Default firewall rules

rjrizzuto · January 24, 2024, 5:46pm

I was wondering if there is a way to set up default firewall rules. It seems as if the default is full access.

I have rules in my template vm that restrict LAN access. Ideally I’d like to make those the default for newly created qubes.

solene · January 25, 2024, 8:49am

The simplest method would be to add another sys-firewall (choose a better name maybe) behind sys-firewall, make it providing network, and in dom0 use the command qvm-firewall to put the restrictions in that new qube.

Assign AppVM that new NetVM, it will work. Instead of duplicating the rules on each qube, this applies the filtering in the network provider, so all the qubes behind are reliably affected by the rules.

rjrizzuto · January 25, 2024, 12:01pm

Let’s call the new qube sys-nolan since it restricts traffic from the lan. Now, a new qube would use sys-nolan, but that would mean network traffic from a new qube goes qube->sys-nolan->sys-firefall->sys-net. I don’t love having the extra overhead or the additional vm running.

I wish I could default to using sys-firewall with the firewall blocking all traffic till I explicitly configure something different. From a security perspective, default deny is a good policy.

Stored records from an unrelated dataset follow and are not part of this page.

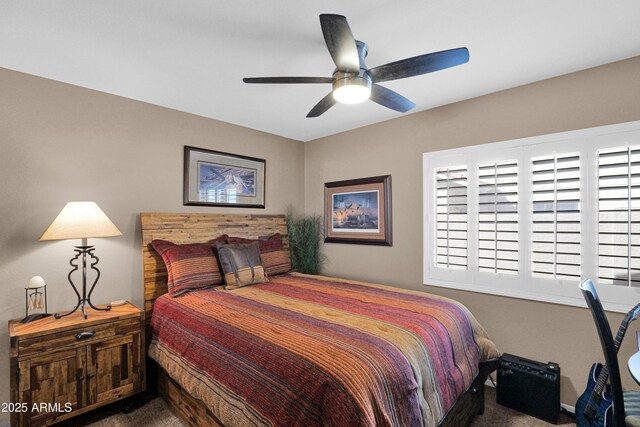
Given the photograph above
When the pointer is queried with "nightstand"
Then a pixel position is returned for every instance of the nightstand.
(64, 367)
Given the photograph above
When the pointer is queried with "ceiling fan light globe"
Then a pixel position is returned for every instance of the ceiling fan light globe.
(352, 94)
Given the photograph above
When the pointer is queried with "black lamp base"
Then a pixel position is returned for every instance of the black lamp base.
(85, 299)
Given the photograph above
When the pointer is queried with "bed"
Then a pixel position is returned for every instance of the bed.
(307, 350)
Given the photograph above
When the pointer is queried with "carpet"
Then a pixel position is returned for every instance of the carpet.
(153, 411)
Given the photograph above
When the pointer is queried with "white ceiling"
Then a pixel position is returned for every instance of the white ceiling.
(191, 55)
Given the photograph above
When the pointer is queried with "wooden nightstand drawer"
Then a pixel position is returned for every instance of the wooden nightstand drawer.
(74, 365)
(76, 337)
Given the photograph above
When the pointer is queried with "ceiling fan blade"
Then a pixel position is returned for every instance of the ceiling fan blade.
(322, 106)
(418, 65)
(390, 99)
(340, 42)
(279, 80)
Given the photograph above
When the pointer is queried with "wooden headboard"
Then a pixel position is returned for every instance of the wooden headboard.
(194, 228)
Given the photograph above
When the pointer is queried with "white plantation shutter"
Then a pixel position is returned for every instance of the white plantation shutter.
(498, 217)
(555, 217)
(451, 217)
(619, 216)
(529, 218)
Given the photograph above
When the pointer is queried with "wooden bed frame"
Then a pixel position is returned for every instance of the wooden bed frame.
(198, 228)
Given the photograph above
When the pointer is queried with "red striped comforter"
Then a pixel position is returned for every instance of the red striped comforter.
(310, 351)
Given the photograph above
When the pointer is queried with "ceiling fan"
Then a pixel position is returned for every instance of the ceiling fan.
(353, 82)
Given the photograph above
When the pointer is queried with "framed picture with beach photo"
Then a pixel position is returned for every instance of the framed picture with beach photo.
(214, 178)
(358, 211)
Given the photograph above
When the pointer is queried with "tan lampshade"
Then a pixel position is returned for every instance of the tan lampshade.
(80, 220)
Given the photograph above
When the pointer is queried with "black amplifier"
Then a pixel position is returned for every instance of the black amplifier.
(530, 387)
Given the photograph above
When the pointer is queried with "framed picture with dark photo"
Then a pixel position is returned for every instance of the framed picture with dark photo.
(358, 211)
(214, 178)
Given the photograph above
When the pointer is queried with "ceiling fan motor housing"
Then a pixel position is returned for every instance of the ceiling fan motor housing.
(361, 78)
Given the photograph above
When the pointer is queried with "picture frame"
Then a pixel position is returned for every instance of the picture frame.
(215, 178)
(358, 211)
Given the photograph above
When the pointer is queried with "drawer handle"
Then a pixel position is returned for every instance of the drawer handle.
(84, 335)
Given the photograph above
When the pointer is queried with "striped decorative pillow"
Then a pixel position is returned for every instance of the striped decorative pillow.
(275, 258)
(189, 267)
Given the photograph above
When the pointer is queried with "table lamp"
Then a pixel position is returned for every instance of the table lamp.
(82, 220)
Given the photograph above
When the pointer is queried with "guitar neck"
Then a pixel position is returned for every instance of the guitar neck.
(604, 373)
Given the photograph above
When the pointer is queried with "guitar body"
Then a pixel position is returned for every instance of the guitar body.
(596, 412)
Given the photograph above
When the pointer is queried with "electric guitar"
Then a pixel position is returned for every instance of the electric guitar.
(594, 407)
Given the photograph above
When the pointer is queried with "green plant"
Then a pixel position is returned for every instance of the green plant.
(305, 235)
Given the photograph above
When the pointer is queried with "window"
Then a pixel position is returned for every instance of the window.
(530, 218)
(555, 217)
(619, 216)
(451, 217)
(498, 217)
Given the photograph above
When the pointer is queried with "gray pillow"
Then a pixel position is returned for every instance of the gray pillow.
(241, 264)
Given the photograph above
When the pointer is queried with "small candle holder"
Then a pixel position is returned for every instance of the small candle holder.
(35, 298)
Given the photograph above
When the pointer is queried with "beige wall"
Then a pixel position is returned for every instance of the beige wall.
(60, 143)
(604, 95)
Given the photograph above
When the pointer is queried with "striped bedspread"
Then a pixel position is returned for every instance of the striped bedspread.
(310, 351)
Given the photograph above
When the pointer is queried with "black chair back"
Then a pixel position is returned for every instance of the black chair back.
(608, 348)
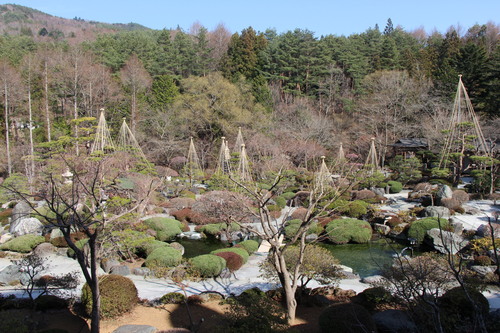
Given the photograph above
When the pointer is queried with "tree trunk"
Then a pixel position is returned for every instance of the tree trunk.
(7, 129)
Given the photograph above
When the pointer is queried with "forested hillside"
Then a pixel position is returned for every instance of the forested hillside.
(296, 96)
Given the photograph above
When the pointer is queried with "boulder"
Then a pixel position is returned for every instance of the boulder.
(382, 228)
(436, 211)
(394, 321)
(6, 237)
(120, 270)
(107, 264)
(445, 241)
(444, 192)
(45, 249)
(21, 210)
(141, 271)
(136, 329)
(484, 230)
(27, 225)
(10, 275)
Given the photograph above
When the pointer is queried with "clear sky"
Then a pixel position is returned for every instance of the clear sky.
(319, 16)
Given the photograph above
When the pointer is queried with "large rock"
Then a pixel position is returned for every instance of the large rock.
(21, 210)
(445, 241)
(10, 275)
(136, 329)
(120, 270)
(436, 211)
(28, 225)
(444, 192)
(394, 321)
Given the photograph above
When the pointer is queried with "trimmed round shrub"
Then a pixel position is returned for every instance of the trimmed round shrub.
(461, 196)
(238, 250)
(208, 265)
(250, 245)
(418, 229)
(233, 260)
(118, 296)
(346, 317)
(79, 244)
(342, 231)
(164, 256)
(395, 186)
(172, 298)
(166, 229)
(150, 246)
(23, 244)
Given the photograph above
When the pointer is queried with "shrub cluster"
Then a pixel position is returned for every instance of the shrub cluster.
(233, 260)
(418, 228)
(342, 231)
(23, 244)
(250, 245)
(238, 250)
(163, 256)
(208, 265)
(166, 229)
(395, 186)
(346, 317)
(118, 296)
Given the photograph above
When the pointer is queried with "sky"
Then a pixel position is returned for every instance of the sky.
(322, 17)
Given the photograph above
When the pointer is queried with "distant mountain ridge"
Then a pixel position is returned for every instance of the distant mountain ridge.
(21, 20)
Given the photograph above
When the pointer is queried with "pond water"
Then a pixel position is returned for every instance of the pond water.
(366, 259)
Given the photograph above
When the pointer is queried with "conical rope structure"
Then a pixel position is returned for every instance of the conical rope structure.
(127, 141)
(244, 173)
(102, 141)
(464, 132)
(193, 166)
(323, 178)
(239, 141)
(372, 158)
(223, 165)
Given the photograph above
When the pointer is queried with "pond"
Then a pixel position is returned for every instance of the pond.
(366, 259)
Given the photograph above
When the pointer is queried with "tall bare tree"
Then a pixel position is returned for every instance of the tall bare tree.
(135, 77)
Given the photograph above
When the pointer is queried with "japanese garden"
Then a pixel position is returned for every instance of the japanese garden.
(247, 181)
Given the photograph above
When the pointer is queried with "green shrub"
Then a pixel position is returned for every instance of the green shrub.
(342, 231)
(250, 245)
(418, 228)
(346, 317)
(50, 302)
(172, 298)
(166, 229)
(118, 296)
(280, 202)
(288, 195)
(208, 265)
(23, 244)
(233, 261)
(395, 186)
(79, 244)
(238, 250)
(164, 256)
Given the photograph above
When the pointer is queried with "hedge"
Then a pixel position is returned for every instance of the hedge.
(238, 250)
(208, 265)
(166, 229)
(163, 257)
(342, 231)
(250, 245)
(118, 296)
(418, 229)
(24, 243)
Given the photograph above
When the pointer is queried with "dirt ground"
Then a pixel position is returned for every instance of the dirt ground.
(163, 318)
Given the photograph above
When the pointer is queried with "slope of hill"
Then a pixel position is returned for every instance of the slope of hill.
(20, 20)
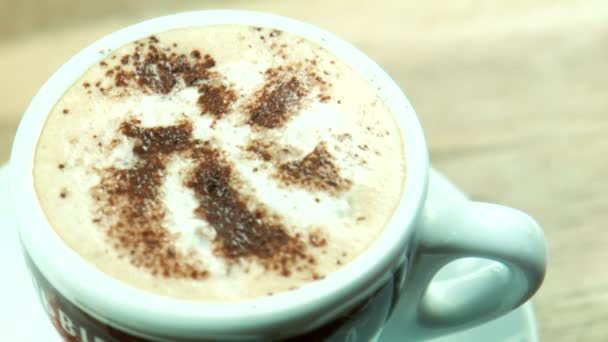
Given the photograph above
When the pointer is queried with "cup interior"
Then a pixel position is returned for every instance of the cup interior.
(99, 294)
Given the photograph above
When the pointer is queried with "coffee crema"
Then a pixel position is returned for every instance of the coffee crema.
(220, 163)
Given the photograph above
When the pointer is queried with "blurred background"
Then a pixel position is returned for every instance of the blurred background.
(513, 96)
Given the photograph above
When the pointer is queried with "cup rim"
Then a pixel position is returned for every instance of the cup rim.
(143, 311)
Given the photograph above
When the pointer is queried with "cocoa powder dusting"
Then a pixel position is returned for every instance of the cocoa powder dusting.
(279, 98)
(215, 100)
(315, 171)
(155, 68)
(260, 149)
(133, 197)
(241, 232)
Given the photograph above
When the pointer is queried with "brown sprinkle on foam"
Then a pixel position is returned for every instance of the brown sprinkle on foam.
(215, 100)
(133, 196)
(316, 171)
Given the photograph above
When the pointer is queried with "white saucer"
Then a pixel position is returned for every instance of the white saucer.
(23, 319)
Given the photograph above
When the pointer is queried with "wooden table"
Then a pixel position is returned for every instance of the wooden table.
(513, 97)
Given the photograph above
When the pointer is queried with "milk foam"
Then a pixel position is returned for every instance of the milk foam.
(354, 126)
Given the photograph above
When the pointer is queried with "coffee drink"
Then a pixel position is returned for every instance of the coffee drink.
(220, 163)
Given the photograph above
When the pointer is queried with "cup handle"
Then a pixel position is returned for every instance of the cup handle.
(458, 229)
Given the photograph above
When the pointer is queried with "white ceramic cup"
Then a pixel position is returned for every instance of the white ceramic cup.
(350, 304)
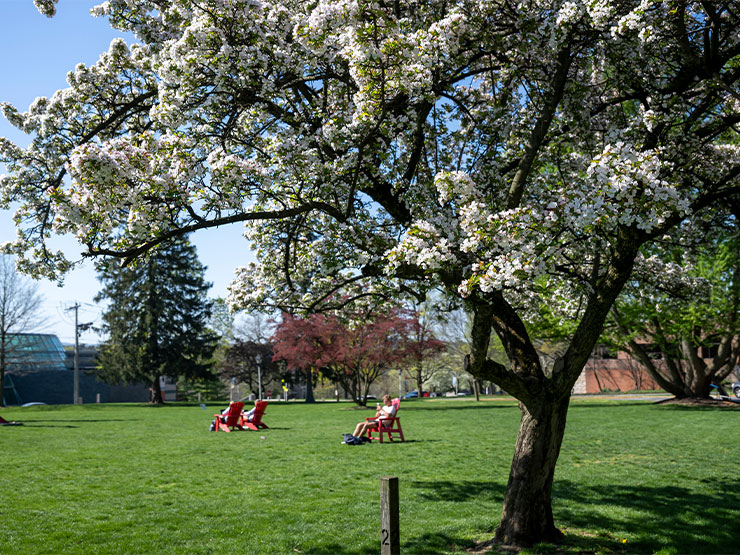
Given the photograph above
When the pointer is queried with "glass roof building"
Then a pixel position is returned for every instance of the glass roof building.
(40, 351)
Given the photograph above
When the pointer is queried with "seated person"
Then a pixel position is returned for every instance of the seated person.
(386, 410)
(222, 418)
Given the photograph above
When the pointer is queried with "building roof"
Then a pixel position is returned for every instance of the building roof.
(35, 351)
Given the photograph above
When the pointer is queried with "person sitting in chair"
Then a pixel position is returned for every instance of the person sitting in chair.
(386, 410)
(222, 418)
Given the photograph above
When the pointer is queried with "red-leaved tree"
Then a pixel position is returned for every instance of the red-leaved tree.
(353, 350)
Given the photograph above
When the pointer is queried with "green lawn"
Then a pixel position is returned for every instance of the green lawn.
(632, 477)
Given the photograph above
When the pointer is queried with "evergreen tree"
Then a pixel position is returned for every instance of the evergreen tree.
(157, 319)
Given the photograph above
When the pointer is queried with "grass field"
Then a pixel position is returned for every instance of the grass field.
(632, 477)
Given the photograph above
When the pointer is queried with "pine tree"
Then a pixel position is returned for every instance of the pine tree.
(157, 318)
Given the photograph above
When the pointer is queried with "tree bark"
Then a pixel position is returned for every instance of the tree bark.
(156, 397)
(527, 514)
(309, 386)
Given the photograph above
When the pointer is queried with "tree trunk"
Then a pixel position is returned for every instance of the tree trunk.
(419, 379)
(527, 514)
(156, 397)
(309, 386)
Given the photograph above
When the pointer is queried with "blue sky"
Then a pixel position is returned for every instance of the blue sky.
(36, 54)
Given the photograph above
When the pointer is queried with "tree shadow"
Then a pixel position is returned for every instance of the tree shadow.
(430, 406)
(670, 519)
(463, 490)
(79, 421)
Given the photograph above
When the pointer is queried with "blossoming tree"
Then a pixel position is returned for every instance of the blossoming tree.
(497, 149)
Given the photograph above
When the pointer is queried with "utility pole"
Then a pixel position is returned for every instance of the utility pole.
(77, 356)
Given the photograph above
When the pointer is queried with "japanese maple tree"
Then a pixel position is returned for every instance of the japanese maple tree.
(353, 350)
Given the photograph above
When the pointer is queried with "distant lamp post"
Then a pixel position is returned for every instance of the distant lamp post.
(258, 360)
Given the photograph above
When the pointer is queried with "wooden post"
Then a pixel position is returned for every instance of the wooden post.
(390, 539)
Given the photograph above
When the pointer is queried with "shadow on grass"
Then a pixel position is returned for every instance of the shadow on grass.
(79, 421)
(464, 490)
(445, 407)
(670, 519)
(673, 519)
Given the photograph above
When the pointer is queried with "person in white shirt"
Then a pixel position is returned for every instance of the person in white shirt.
(386, 410)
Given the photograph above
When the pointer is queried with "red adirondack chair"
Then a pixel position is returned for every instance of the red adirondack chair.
(232, 419)
(255, 423)
(388, 426)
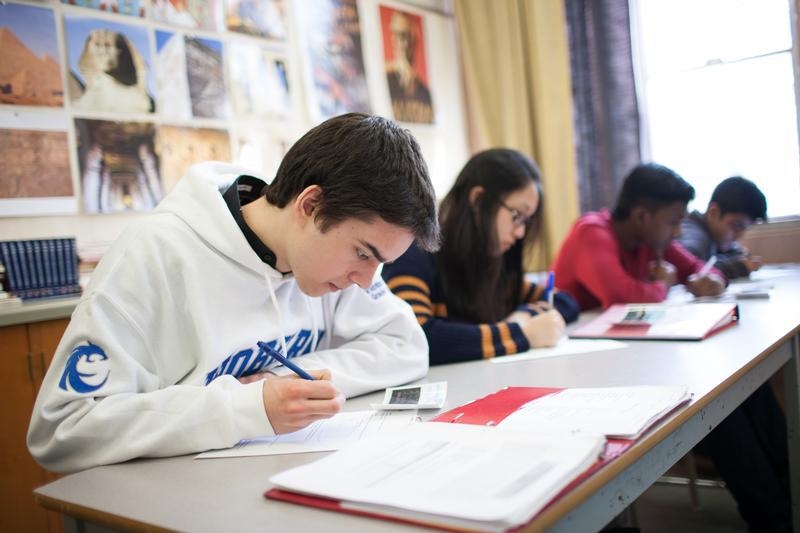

DVM · January 25, 2024, 12:28pm

Since the Qubes firewall mechanism applies the rules to the netvm and not to the qube itself, this is the only correct way to have them on sys-firewall. If you don’t want this new qube in the chain, you can still put them on sys-firewall, but they will be applied on sys-net, which is not recommended.
Something like that would work:

qvm-firewall sys-firewall add --before 0 dsthost=192.168.0.0/16 comment="Drop LAN traffic" drop

unman · January 25, 2024, 12:47pm

There is nothing stopping you from doing this.
Create a new chain in the qubes-firewall table or a new table with
higher priority , and block all forwarded traffic.
If you want to you can block all output traffic from sys-firewall also.
qvm-firewall leverages standard nftables, so you can turn that to your
own purposes.

rjrizzuto · January 25, 2024, 2:07pm

I think I should be clearer. When I create a new qube using sys-firewall, I see that it is set to “allow all outgoing connections” in the firewall rules tab. I wish I could specify that the default for new qubes using sys-firewall was “limit outgoing connections to” with an empty list. I would prefer no access till I configure specific rules.

unman · January 25, 2024, 2:54pm

Clearer is good. I was still focussed on the original blocking of LAN
traffic.
You know that by default the Qubes firewall allows dns and icmp, even
with an empty list. Is this what you want or do you really want to
block all outbound traffic?

rjrizzuto · January 25, 2024, 3:13pm

I looked at the firewall rules for a new qube that I set to “limit outgoing connections to” using qvm-firewall, and I do see explicit allows for icmp and dns, followed by a drop for everything else. I would be fine if I could configure that as the default for new qubes using sys-firewall. I’d then only enable what I wanted to allow access to. Local LAN, the entire internet, both, a specific IP address, etc.